Can be used to test the effect of SSRI-s and  tricyclic antidepressants and to identify new drugs with potential antidepressant activity.

The test is based on the assumption that an animal will actively try to escape an aversive (stressful) stimulus. If escape is impossible, the animal will eventually stop trying ("give up"). In the tail suspension (TST), a mouse is suspended by the tail so that its body dangles in the air, facing downward.
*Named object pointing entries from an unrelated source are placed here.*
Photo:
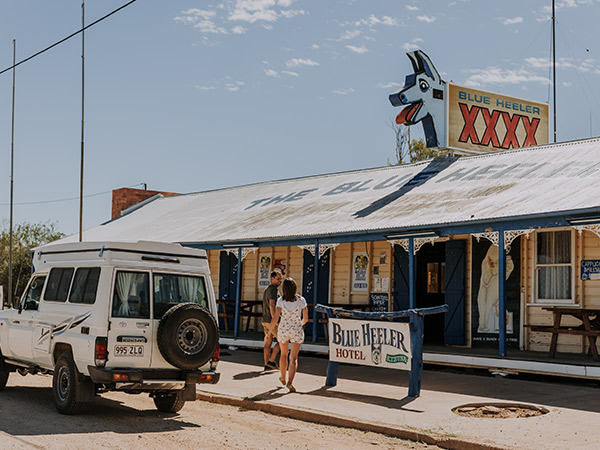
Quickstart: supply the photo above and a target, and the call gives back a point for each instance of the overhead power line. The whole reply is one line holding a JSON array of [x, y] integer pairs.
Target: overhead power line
[[43, 202], [68, 37]]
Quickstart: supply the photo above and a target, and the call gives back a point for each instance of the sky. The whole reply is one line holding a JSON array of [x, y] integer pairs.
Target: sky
[[190, 95]]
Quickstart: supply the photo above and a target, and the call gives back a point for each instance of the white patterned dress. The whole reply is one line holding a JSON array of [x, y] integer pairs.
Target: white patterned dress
[[290, 323]]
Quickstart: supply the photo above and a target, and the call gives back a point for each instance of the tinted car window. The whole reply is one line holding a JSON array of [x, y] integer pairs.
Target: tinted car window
[[169, 290], [85, 285], [131, 298], [59, 282]]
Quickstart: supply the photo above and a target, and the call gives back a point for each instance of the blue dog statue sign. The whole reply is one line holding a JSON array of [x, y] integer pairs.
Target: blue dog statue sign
[[465, 119]]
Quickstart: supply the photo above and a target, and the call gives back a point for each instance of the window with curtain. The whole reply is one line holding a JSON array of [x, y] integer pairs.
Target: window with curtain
[[170, 290], [131, 296], [554, 267]]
When the animal stops struggling and hangs immobile it is considered to have “given up”.  Longer periods of immobility are characteristic of a depressive-like state.

Antidepressants reduce immobility.

Some strains (e.g., C57BL/6J) may not perform well in the TST due to tail climbing behaviour. Strains with vestibular deficits may show an abnormal spinning phenotype and should also not be used in the TST. Other mouse phenotypes that display neurological abnormalities that lead to unusual leg clasping behaviour or that influence immobility times may also not be appropriate animals for this test1.

 

1. CL Bergner, AN Smolinsky, PC Hart, BD Dufour, RJ Egan, JL LaPorte, AV Kalueff. 2010. Mouse Models for Studying Depression-Like States and Antidepressant Drugs.  In: Mouse Models for Drug Discovery, Methods in Molecular Biology 602: 267-282.